4.    Let your negatives dry for at least 4 hours but 8 hours is what is most recommended. 


            When your negatives are all dry grab a negative sleeve to store them in.  Carefully cut your negatives about five frames per cut.  Holding them up to the light helps or if you have something that can act like a light table that is also extremely helpful.  Try to always handle your negatives only by the sides and never directly touching the surface.  The grease on our fingers easily shows up on negatives and it’s never very pretty and can sometimes be hard to get off so try to avoid it if you can.  I use a microfiber cloth to lightly wipe my negatives and scanning bed before scanning.  I’ve had mine for about 6 years and it works like a charm.  Just keep it in the sleeve it comes in and you should be good to go.

You’re all done!!! Now you can either scan your negatives or make a print in the darkroom! 


  1. i am wanting to come over and just GO through the steps with you. it's been... 20 years? since i've been in a dark room or developed my own negatives. i am intrigued though!

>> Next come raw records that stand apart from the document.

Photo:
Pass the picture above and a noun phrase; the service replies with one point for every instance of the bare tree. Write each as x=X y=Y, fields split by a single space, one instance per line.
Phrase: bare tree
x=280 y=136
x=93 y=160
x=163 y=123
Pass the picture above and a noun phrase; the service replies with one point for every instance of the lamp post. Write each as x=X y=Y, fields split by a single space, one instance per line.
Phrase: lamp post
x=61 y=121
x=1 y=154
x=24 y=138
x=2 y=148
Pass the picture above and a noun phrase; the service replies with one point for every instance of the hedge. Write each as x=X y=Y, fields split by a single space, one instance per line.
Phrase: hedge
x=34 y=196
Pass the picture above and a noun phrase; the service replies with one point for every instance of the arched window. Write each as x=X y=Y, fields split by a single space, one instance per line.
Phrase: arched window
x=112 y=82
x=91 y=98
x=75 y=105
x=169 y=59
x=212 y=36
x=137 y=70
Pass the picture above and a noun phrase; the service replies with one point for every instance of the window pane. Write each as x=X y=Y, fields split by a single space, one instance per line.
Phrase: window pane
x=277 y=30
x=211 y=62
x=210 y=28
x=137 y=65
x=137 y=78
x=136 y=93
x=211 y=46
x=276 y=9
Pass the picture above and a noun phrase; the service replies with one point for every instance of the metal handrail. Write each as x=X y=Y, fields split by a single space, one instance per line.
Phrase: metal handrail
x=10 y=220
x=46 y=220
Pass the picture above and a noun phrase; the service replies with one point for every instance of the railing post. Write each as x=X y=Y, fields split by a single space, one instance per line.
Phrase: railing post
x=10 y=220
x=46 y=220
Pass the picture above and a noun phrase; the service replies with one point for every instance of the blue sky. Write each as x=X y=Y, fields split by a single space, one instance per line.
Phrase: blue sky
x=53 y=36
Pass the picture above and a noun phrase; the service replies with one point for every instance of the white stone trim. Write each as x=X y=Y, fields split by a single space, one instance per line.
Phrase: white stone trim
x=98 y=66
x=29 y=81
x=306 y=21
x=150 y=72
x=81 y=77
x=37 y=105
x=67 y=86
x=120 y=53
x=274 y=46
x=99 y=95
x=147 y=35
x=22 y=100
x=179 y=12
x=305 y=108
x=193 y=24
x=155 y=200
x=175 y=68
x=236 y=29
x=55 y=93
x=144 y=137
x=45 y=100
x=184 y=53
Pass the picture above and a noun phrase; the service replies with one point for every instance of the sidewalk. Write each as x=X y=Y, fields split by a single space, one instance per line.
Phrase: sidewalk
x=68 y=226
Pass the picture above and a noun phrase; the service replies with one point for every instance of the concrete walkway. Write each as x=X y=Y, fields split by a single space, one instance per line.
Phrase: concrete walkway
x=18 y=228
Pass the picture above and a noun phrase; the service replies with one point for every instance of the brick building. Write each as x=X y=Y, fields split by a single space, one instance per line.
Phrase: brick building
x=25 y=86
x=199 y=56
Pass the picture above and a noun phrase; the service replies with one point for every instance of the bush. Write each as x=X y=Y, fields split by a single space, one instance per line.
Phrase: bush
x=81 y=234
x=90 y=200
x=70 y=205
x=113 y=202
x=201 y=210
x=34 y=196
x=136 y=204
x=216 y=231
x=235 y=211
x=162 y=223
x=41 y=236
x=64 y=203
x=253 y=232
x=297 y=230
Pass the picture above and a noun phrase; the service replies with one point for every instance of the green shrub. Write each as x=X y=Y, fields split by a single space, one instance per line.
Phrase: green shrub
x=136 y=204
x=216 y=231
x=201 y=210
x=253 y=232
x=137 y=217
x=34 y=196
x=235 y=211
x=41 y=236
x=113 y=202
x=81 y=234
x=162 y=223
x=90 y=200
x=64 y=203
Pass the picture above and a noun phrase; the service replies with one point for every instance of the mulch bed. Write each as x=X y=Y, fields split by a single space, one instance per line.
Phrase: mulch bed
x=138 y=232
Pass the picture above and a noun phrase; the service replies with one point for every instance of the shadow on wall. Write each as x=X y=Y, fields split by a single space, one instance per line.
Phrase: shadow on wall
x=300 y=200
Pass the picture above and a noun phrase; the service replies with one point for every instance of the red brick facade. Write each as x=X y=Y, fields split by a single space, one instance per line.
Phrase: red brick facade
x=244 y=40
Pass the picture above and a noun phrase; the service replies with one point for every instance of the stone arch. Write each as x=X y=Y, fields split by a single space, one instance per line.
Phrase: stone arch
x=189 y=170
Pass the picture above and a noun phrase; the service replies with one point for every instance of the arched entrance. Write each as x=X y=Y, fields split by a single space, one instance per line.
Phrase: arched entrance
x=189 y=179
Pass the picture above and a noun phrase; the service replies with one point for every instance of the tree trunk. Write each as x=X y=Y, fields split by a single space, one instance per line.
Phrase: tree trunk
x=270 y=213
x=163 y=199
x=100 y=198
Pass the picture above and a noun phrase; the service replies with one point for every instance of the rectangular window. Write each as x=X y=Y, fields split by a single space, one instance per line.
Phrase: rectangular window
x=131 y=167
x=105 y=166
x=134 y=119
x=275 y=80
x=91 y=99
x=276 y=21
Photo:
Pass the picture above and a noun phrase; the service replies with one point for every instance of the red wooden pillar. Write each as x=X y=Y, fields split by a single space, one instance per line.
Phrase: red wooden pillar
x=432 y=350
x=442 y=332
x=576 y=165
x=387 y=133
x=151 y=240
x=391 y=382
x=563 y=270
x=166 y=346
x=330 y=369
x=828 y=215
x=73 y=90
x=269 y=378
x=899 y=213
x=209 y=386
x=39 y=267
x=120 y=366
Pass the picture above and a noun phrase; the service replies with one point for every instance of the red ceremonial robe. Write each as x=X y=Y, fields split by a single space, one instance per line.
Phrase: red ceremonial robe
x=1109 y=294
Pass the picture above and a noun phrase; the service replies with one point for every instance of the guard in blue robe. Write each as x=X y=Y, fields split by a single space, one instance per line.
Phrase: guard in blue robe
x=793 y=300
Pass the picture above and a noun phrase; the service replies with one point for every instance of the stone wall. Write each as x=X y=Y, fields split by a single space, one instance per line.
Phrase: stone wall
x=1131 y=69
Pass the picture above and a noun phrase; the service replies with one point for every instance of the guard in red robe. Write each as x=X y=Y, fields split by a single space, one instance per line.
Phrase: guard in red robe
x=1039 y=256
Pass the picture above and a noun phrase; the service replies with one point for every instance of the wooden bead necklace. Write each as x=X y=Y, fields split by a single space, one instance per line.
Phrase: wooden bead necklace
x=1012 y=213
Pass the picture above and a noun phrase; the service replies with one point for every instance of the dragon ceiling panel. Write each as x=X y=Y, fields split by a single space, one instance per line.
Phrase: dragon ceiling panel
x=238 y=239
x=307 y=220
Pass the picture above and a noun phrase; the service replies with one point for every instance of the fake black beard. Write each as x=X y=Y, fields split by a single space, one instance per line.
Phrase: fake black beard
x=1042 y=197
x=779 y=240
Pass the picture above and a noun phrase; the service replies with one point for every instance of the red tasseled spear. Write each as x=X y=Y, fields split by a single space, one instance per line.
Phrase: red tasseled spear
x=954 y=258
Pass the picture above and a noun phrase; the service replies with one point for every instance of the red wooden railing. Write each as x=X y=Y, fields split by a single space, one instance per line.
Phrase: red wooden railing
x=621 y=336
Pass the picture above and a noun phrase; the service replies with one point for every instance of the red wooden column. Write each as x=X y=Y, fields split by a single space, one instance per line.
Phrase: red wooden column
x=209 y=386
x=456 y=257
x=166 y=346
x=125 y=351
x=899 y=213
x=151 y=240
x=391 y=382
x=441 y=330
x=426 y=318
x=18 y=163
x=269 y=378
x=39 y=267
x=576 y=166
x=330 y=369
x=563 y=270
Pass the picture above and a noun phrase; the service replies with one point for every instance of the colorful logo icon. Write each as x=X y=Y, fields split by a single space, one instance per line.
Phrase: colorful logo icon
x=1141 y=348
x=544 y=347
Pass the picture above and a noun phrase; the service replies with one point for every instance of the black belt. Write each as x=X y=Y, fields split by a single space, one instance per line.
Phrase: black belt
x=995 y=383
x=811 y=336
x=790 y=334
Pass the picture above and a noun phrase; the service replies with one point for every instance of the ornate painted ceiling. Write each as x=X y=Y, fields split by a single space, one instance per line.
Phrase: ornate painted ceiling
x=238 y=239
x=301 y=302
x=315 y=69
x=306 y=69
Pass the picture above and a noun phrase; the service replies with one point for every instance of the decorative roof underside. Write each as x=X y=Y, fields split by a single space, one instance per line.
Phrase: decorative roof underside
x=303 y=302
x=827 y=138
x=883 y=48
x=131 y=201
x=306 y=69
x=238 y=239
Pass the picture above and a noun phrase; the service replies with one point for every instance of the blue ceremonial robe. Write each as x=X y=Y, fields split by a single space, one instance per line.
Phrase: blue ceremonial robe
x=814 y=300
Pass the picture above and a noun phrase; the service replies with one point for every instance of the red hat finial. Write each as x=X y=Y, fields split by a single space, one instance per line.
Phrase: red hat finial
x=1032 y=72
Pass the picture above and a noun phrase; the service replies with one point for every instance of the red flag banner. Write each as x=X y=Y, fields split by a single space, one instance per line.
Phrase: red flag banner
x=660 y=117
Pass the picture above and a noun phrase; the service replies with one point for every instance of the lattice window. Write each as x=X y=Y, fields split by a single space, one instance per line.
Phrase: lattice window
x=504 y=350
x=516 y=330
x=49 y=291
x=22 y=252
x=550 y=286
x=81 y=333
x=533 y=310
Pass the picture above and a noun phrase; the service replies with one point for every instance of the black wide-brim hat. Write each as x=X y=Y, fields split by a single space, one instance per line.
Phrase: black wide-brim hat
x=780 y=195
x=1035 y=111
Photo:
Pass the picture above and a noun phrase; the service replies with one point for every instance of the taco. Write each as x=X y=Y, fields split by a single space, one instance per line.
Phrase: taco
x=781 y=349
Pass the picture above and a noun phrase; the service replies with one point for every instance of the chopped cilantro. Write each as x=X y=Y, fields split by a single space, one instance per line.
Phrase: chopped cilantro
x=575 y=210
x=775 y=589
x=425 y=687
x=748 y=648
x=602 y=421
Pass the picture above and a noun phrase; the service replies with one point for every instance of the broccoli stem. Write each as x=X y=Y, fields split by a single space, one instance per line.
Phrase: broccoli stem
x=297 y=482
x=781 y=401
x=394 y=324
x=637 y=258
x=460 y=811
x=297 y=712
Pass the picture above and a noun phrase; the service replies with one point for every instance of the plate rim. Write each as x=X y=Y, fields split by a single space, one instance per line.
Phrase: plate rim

  2. I know it seems intimidating but if you just read over the steps first to get a feel for it and then do it as you go you'll find it's really not super crazy hard! If you're ever in Chicago I would be more than happy to re teach ya!

  3. I'd love to try this one day! Thanks for such an informative post, I will link to it on my weekend links! :)

  4. Thank you Andrea. If you end up using the tutorial, please let me know how your rolls come out. It's really not as difficult as it may seem just easy steps once you do it one time :)

  5. I'm keeping this in my bookmarks. As of last week, I'm enrolled in a darkroom class and when it ends, I'll need to develop my b&w negatives on my own, so thank you!